When the 4th Corps was subsequently organized in fall 2015, forces of widely different origins were included: the 103rd Republican Guard Brigade which would serve as HQ for the new corps, along with troops drawn from the 3rd and 4th Divisions, as well as Ba'ath Party, NDF, and Alawite militias. The Alawite fighters were organized into 12 units which fought under the joint command of Russian, Syrian, and Iranian officers. The remained units were grouped into four volunteer brigades, while several smaller Russian units were assigned to it in a support role. Directly paid by the Republican Guard and the government, the 4th Corps was described by Carnegie Middle East Center's expert Kheder Khaddour a formation that "blends army and militia forces".

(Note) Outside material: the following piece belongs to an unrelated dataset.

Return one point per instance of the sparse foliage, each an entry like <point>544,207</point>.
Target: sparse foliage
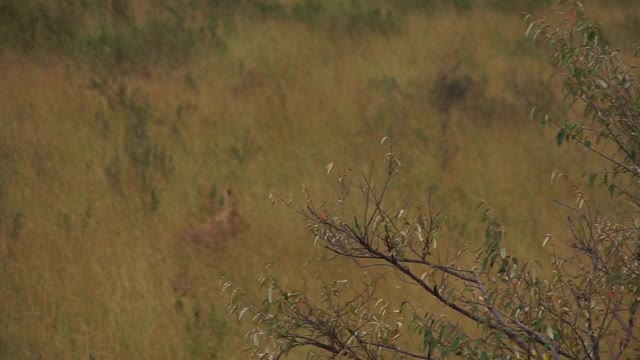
<point>585,309</point>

Although the 4th Corps' initial operations such as during the 2015–16 Latakia offensive and Northwestern Syria offensive (October–November 2015) were relatively successful, the inclusion of more militias into the corps remained elusive. This was probably due to the fact that Iran remained unwilling to allow Syrian units under its control to be integrated to a primarily Russian-led formation, while many militias generally resisted any attempts to reduce their autonomy by including them in the 4th Corps. As a result, the 4th Corps remained mostly limited to Latakia, where it continued to be active. As its performance during the 2016 Latakia offensive was lacking, however, its overall commander Maj. Gen. Shuqi Yusuf was dismissed in July 2016.

Overall, the 4th Corps did not "live up to Moscow's expectations" and failed, because its Syrian commanders "demonstrated poor performance", despite the fact that the corps had actually succeeded in reforming the included militias into a "disciplined, organized military force". Gregory Waters wrote via Twitter in November 2018 that: "..the 6th Division [was] one of two divisions created under the Russian-built 4th Corps back in 2015. The 4th Corps project largely failed & the 6th & 2nd Divisions have remained in Latakia since."

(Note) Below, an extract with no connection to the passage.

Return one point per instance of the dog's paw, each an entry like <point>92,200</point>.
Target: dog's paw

===After the 4th Corps (2018–present)===
The 45th Special Forces Regiment, formerly an independent unit under the command of the Special Forces branch of the SAA, was incorporated into the 6th Division by late 2018. The 45th Regiment had remained in Latakia after retreating from Jisr ash-Shughur in May 2015. Since 2019, the 6th Division was again reorganized into a regular military unit with additional armored and mechanized brigades (55th, 76th and 88th).